Un documentaire lui consacré intitulé « Mai Khôi & The Dissidents » (Mai Khôi et les dissidents) a été présenté en première au festival Doc NYC en novembre 2019. L’Artistic Freedom Initiative lui a ensuite accordé un séjour en résidence d’artiste de trois mois dans le cadre de son programme Safe Haven Incubator for Musicians NYC. Elle a ensuite reçu une bourse de recherche du Fonds de protection des artistes en résidence à l’Université de Pittsburgh, coparrainée par International Free Expression Project et City of Asylum.
Cela lui a permis d’écrire des chansons et d’organiser des spectacles qu’elle ne peut plus poursuivre en toute sécurité au Vietnam. Elle a appelé l’une de ses spectacles « Bad Activist »: une pièce autobiographique sur sa mutation d’une pop star de son pays natal en musicienne dissidente en exil.
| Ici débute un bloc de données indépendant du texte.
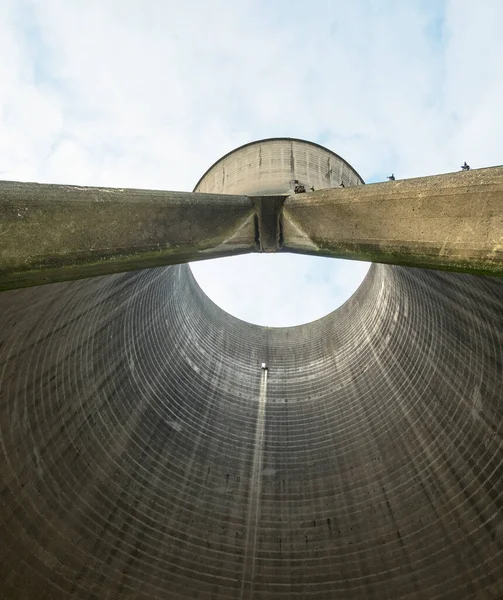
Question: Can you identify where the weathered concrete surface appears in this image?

Le retour de Mai Khôi au Vietnam est incertain, étant donné la grave situation des droits humains dans ce pays, mais l’engagement de parler de liberté et de droits est toujours clairement reflété dans ses chansons. En 2020, Mai Khôi a collaboré avec le chanteur libanais Hamed Sinno et a écrit les paroles de la chanson « Antibodies », qui parlait du désir de justice dans son pays d’origine:
Where I was born, there’s also no justice
Some own entire blocks; others don’t have any place to set up their parents’ altar
For 12 years, a mother demanded justice for her innocent son but the clowning justice would not budge
Where is justice? Where can we find justice?
Traduction:
Là où je suis née, il n’y a pas non plus de justice
Certains possèdent des blocs entiers; d’autres n’ont pas de place pour installer l’autel de leurs parents
Pendant 12 ans, une mère a demandé justice pour son fils innocent mais la justice clownesque n’a pas bougé
Où est la justice? Où pouvons-nous trouver justice?
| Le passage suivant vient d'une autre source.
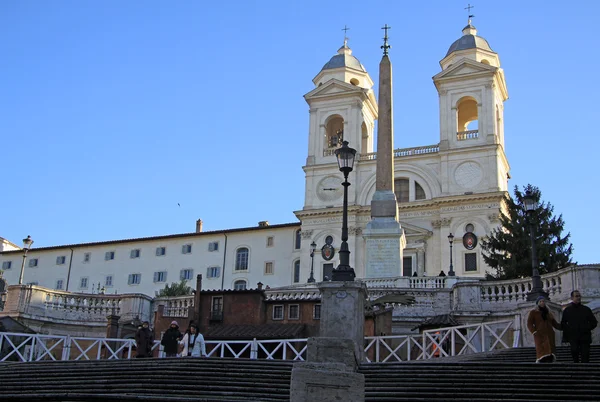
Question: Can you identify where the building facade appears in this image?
[0,22,509,296]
En tant que musicienne connue au début de sa carrière pour son style de vie excentrique, sa mode inhabituelle et ses chansons controversées, Mai Khôi était souvent décrite comme la « Lady Gaga » du Vietnam. Plus tard, les écrivains la compareront à Pussy Riot, le groupe punk-rock dissident en Russie.
Mais peut-être que Mai Khôi n’a pas encore fini de se réinventer, car elle continue d’utiliser son art et sa voix pour chanter la vérité au pouvoir.
Dans une interview accordée à Pittsburgh Union Progress en janvier 2023, Mai Khôi affirmait que son travail promeut la liberté d’expression que ce soit au Vietnam ou aux États-Unis.
« J’ai vu tellement de choses ici qui ressemblent un peu à ce qui s’est passé au Vietnam, comme la cruauté de la police », a-t-elle déclaré. « Le message de mon article « Bad Activist » est axé sur la liberté d’expression. C’est basé sur des problèmes qui surgissent dans le monde… et sur ce que j’ai vécu », a-t-elle ajouté.